The US Senate’s new Republican leader and President Barack Obama have both promised to end the political gridlock that has so frustrated American voters.
Republicans made historic gains in the mid-term elections and now control both legislative chambers.
Incoming Senate leader Mitch McConnell said he would make the ineffective Senate function and pass bills.
Mr Obama said he was “eager to work with the new Congress to make the next two years as productive as possible”.
The election campaign was characterised by widespread frustration expressed by voters about the inability of Congress to work together.
To the Americans who voted for change, the president said: “I hear you.”
He told a White House news conference that both parties must address those concerns, but he admitted that as president he had a “unique responsibility to try to make this town work”.
On Friday, he will host a meeting at the White House with Democratic and Republican leaders.
“We can surely find ways to work together,” Mr Obama said. “It’s time for us to take care of business.”
But he warned he would act on his own to reduce deportations and improve border security – action he had delayed until after the election, to the fury of some Latino voters.
Earlier on Wednesday, Mr McConnell pledged to make the Senate more productive.
“The Senate in the last few years basically doesn’t do anything,” he said. “We’re going to go back to work and actually pass legislation.”
He also vowed to “work together” with Mr Obama on issues where they can agree, such as trade agreements and tax reform.
Working within a two-party political system did not mean “we have to live in perpetual conflict”, he added.
Also on Wednesday, the chairman of the Republican National Committee called resounding Republican mid-term victories a “direct rejection of the Obama agenda”.
“[Americans] want nothing to do with the policies of Barack Obama,” Reince Priebus told reporters.
Throughout the campaign, Republicans focused on voter dissatisfaction with Mr Obama, a Democrat, describing the vote as a referendum on his presidency.
As the first results came in late on Tuesday, it became clear they had made the six gains they needed to win control of the Senate.
The Republicans won in Arkansas, Colorado, Iowa, Montana, North Carolina, South Dakota and West Virginia. The party now controls 52 seats, and is tipped to win at least one more as votes are counted in other states.
Their victory came on the back of a wave of discontent expressed by voters on the campaign trail – unhappy with an economic recovery they fail to feel the benefits of, and frustrated by political gridlock in Congress, which has already reached historic levels.
But echoing his successor’s sentiment of unity, current Senate Majority Leader Harry Reid congratulated Mr McConnell in a short statement.
“The message from voters is clear – they want us to work together,” said Mr Reid of Nevada, whose role in the soon-to-be Democratic minority remains uncertain.
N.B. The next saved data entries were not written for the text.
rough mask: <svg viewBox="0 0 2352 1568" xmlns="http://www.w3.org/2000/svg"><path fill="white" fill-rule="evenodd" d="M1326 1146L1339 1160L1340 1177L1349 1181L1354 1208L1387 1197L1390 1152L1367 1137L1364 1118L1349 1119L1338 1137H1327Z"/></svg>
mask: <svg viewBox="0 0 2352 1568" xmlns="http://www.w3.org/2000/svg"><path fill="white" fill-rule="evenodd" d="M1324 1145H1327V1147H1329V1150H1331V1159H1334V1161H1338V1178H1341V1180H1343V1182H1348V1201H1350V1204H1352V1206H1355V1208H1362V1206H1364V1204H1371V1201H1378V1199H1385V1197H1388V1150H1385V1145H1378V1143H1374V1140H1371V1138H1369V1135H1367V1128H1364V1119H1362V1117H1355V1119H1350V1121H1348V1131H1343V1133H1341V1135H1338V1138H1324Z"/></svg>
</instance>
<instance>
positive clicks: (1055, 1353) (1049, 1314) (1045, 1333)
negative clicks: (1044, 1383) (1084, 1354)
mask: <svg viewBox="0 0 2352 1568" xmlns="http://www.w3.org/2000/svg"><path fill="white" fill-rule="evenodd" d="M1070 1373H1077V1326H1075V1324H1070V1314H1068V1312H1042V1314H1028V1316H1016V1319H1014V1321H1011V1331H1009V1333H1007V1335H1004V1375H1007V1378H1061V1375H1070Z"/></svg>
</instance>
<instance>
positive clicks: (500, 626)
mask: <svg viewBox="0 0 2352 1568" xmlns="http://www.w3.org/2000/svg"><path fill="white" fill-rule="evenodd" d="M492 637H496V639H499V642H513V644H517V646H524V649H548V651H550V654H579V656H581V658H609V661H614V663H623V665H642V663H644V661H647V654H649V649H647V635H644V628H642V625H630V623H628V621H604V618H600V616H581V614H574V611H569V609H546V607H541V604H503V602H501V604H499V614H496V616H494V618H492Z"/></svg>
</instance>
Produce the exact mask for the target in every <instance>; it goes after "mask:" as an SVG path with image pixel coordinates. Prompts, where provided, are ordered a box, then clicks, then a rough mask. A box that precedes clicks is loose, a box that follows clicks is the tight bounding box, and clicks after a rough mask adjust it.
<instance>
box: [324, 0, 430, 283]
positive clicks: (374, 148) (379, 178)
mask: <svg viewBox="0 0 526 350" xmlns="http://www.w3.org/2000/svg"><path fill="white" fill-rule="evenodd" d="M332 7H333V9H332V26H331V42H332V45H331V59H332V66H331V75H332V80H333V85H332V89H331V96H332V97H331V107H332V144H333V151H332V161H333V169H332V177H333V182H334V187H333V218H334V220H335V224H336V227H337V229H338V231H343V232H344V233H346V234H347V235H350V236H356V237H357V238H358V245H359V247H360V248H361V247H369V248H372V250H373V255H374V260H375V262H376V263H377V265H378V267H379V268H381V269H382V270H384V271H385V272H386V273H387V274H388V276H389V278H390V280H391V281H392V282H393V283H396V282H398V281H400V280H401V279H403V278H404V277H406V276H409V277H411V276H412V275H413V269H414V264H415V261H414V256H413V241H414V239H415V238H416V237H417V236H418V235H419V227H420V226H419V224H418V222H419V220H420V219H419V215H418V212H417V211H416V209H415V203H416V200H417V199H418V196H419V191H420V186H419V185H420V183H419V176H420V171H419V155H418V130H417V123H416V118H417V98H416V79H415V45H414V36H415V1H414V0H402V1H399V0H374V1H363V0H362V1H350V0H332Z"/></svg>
“I look forward to working with Senator McConnell to get things done for the middle class.”
The Republicans are also projected to increase their majority – by at least 10 seats – in the House of Representatives to levels not seen since before World War Two.
They also made gains among the 36 governorships up for re-election.
The Republicans will now have the power to complicate, if not block completely, Mr Obama’s agenda in the last two years of his tenure in the White House.
Control of the Senate will also enable the Republicans to stymie his ability to name new federal judges, cabinet members and senior government officials.
In the governor’s races, Republican incumbents survived some tough re-election battles and scored some surprising victories, cementing their success across several levels of government.
Voters approved ballot measures legalising cannabis in Oregon and Washington DC.
And three states – South Dakota, Arkansas and Nebraska – approved increases in the minimum wage.